330型系セドリック/グロリアのデビューは1975年。先代230型系の基本設計(L型エンジン、前ダブルウィッシュボーン/後リーフのサスペンションなど)をほぼ受け継いでおり、大規模なスキンチェンジと言っても良いほどだった。大きな違いは、3ナンバー用のL型エンジンの排気量が2.6Lから2.8Lにアップされたこと、そして排ガス規制対応のためのデバイスが各種装着されたことである。ボディ形式は先代同様に4ドアのセダンとハードトップ、2ドアのハードトップ、そしてバン。330型ではなぜかワゴンは設定されていなかった。
そのボディスタイルは、230型のアメリカン志向をさらに強調した印象のもので、フロントグリルやウェストラインが230よりもさらに彫り深く、複雑なものとなっていた。330型と言えば、特定の世代に強烈な印象を残したのが『大都会』や『西部警察』といったTVの刑事ドラマにおける活躍である。特に『西部警察』ではカースタントのメイン車両となって横転や爆発、その他さまざまに体を張った演技を見せたものだが、そのアメリカ調のデザインはそうした場でひときわ輝いて見えたものである。
ここでお見せしているのは、そんな330型グロリアの4ドア・セダン2800SGLを、1/24スケールで再現した模型である。『西部警察』では何台もの330が激突、横転、爆発したものだが、この作品が再現したのは、『西部警察PART-Ⅱ』から『同PART-Ⅲ』にかけて何回か登場し、最後はダンプにトランクを潰されて絶命した個体だ。330型セドグロの1/24スケールのプラモデルは、アオシマからリリースされている4ドア・ハードトップが唯一のもので、この作品もそれをベースにしているが、その改造は一筋縄で行くものではなかった。
幅を詰めてケンメリのキャビンを移植
アオシマの330は迫力を強調する意図か、幅が3mmほど広く造形されている。そのままセダン化を行っても実車の趣は再現できないので、まずボディの幅を詰めることとした。幅詰め前に、オーバーハング裾の巻き込みが足りない部分を加工。ボディ、バンパーともに切り込みを入れて再接合することで、ボディ前後に丸みを帯びさせる(リアも同じ加工をした)。バンパーの写真はメッキのパーツが無加工、下がすぼめた状態。ボディは真ん中で切断、切断面を両方とも1.5mmずつ削る。そして裏から補強を当てつつ継ぎ合わせた。
アオシマの330のもうひとつの問題はキャビン側面がそそり立っていて、前後ウィンドウも平たいことだ。そこで、マイクロエース(旧エルエス金型)のケンメリ4ドアからキャビンを移植することにした。

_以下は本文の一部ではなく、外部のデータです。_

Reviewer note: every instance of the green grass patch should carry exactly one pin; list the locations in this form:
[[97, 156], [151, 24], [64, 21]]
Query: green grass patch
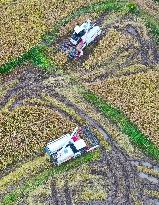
[[127, 127], [33, 183], [152, 24]]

他キットのボディを利用する理由は、ある程度の強度が保てること、そしてガラスのパーツが流用できることである。前後の長さがこの2車では当然合わないので、前後に分けて使用し、間はもうひとつのケンメリから切り出して埋めている。カウルトップのパネルは一旦切り離し、窓枠に合わせた丸い形に加工して再びハメ直した。
リアエンドはセダンの方が高いのでそのように造形する必要があるが、実はアオシマのボディはリアオーバーハングが3mmほど短い。プラ材を貼り重ねて延長とカサ上げし、削り出して造形していく。実車はなかなか丸みが強い形なので、そこに気を付けつつ、Cピラーやウェストライン(セダンとハードトップでは異なっている)なども形を出していくが、セロテープで養生しつつ削るとエッジを上手く出すことができる。トランク部のプレスはプラ棒を貼り込んで再現し、リアエンドのメッキモールは洋白線を曲げて取り付けた。
窓枠やグリル、テールランプなどの細部について説明しているとキリがないので、この辺にとどめておこう。エンブレムはアオシマのエッチングを430用も含めて使用したほか、Cピラーのバッジは初代マスタング用のもの(モデルカーガレージ製)、前後フードの大きなバッジはネットで見つけた実物の画像を縮小コピーし切り出して貼っている。